I concur in the holding that issues two and three,
concerning burglary, and issue five, concerning the abduction of
Cherry, are procedurally defaulted and are barred from review by
Rule 5A:18. I dissent from the remaining portions of the
majority opinion.
II.
To convict an accused of armed statutory burglary in
violation of Code § 18.2-91, the Commonwealth must prove the
accused was armed with a deadly weapon. "Conviction of a crime
is not justified if the evidence creates only a suspicion of
guilt." Yarborough v. Commonwealth, 247 Va. 215, 218, 441
S.E.2d 342, 344 (1994). As in every criminal case, "the
evidence must establish the accused's guilt beyond a reasonable
doubt." Id. For the reasons more fully stated in McBride v.
Commonwealth, 24 Va.

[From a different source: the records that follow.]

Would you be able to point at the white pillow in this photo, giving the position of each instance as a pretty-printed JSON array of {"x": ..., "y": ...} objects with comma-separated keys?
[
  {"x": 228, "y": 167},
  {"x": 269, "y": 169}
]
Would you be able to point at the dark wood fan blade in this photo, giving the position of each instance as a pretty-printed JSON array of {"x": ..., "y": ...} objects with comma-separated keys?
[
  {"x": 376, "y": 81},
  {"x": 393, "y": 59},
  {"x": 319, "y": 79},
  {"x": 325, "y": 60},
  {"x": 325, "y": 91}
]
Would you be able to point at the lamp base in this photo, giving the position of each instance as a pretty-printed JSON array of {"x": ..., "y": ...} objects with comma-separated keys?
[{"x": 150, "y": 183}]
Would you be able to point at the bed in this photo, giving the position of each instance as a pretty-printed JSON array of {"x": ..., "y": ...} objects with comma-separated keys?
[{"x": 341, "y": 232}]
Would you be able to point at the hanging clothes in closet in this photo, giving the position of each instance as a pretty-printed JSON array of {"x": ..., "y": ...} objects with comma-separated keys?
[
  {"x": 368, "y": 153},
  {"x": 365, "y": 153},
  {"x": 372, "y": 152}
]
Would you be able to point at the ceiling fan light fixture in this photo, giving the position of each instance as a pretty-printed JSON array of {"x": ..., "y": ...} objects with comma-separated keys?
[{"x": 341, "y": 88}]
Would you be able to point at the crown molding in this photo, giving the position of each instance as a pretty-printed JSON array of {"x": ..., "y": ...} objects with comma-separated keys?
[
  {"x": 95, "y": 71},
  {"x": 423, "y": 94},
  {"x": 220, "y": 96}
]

App. 603, 608-11, 484 S.E.2d 165, 168-70
(1997) (Benton, J., dissenting), I would reverse the conviction
because the evidence failed to prove beyond a reasonable doubt
the presence of a weapon. See also Yarborough, 247 Va. at
218-19, 441 S.E.2d at 344 (holding the "evidence that [the
accused] 'may have had' a firearm in his possession creates
merely a suspicion of guilt . . . [that] is insufficient to
prove . . . he actually possessed a firearm").
- 7 - III.
I would also reverse the conviction for the abduction of
Hancock. The trial judge convicted Bell of attempted robbery.
The principle is well established that "in cases of robbery,
there usually is a detention of the victim and often a seizure."

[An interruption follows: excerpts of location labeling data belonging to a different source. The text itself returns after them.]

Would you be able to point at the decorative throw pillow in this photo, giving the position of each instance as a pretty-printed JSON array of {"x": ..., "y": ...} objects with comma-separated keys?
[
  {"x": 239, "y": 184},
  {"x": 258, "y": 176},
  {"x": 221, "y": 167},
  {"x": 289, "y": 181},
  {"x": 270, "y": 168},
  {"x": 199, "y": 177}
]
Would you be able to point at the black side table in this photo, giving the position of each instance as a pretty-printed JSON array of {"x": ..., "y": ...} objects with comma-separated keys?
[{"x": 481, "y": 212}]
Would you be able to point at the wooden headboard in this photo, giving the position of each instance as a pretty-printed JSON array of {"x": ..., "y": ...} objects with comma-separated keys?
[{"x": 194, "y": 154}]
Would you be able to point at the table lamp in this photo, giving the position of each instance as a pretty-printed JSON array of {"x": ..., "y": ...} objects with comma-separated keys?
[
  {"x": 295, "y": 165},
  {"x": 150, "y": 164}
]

Johnson v. Commonwealth, 221 Va. 872, 878, 275 S.E.2d 592, 596
(1981). This principle applies equally to attempted robbery and
brings into play the following holding:
[O]ne accused of abduction by detention and another crime involving restraint of the victim, both growing out of a continuing course of conduct, is subject upon conviction to separate penalties for separate offenses only when the detention committed in the act of abduction is separate and apart from, and not merely incidental to, the restraint employed in the commission of the other crime.
Brown v. Commonwealth, 230 Va. 310, 314, 337 S.E.2d 711, 713-14
(1985).
The evidence failed to prove that the detention of Hancock
was "separate and apart from" the kind of restraint intrinsic in
the act of attempting a robbery within the residence. "[I]n the
enactment of the abduction statute the General Assembly did not
intend to make the kind of restraint which is an intrinsic
element of crimes such as rape, robbery, and assault a criminal
act, punishable as a separate offense." Id. at 314, 337 S.E.2d
at 713.
- 8 - For these reasons, I would reverse the four convictions for
use of a firearm while committing a felony (Code § 18.2-53.1),
the conviction for armed statutory burglary (Code § 18.2-91),
and the conviction for simple abduction of Hancock (Code
§ 18.2-47). 3
3 Although the conviction order recites that the trial judge convicted Bell of simple abduction (Code § 18.2-47), a lesser-included offense of Code § 18.2-48, and sentenced him consistent with the punishment for simple abduction, the conviction order reflects Code § 18.2-48 rather than Code § 18.2-47.